Foto: Roque de Sá/Agência Senado
Com base em estimativas do IBGE, o número representa quase metade da população brasileira, estimada em 213 milhões de habitantes em julho de 2025.
Segundo Galípolo, o uso recorrente de linhas emergenciais como fonte de renda exige debate estrutural. "Nossa dimensão do BC é como a gente consegue construir alternativas para o cliente ter uma opção mais adequada à situação dele", afirmou.
Ele também alertou que uma eventual intervenção nas taxas pode ter efeitos colaterais. "Então pode aumentar situação de desconforto, tema que vem sendo debatido bastante dentro do Banco Central", disse, ao comentar a possibilidade de limitação dos juros.
Dados do Banco Central indicam que a taxa do crédito rotativo do cartão chegou a 425% ao ano em janeiro, a mais alta do mercado. Em 12 meses, o volume dessa modalidade cresceu 31%, atingindo R$ 84,8 bilhões.
A discussão ocorre em meio à preocupação do presidente Luiz Inácio Lula da Silva com o nível de endividamento das famílias. Em evento em Anápolis (GO), ele afirmou: "Falei para meu ministro da fazenda [Dario Durigan] pra gente resolver a dívida das pessoas. Não quero que deixem de endividar para ter coisas novas na vida, mas ver como a gente faz pra facilitar o pagamento do que devem".
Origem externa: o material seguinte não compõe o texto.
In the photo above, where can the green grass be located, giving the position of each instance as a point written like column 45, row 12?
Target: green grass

Galípolo também atribuiu o aumento do endividamento a uma sequência de choques econômicos recentes, como a pandemia de Covid-19, a guerra na Ucrânia, tensões comerciais envolvendo os Estados Unidos e o atual conflito no Oriente Médio.
"O cidadão vê os preços. Entende pouco de IPCA, mas vê o preço do leite e do pão. A gente vem de quatro choques consecutivos. Mesmo que consiga controlar a inflação, os preços subiram quatro degraus. Isso se soma ao que está impactando orçamento das famílias", explicou.
Segundo ele, a pressão sobre a renda levou muitos brasileiros a recorrerem ao crédito. "Cresceu o número de cartões crédito", afirmou.
Por fim, o presidente do BC defendeu o uso mais responsável dessas linhas. Ele ressaltou que o crédito rotativo possui taxas "punitivas" e não deve ser utilizado como complemento de renda.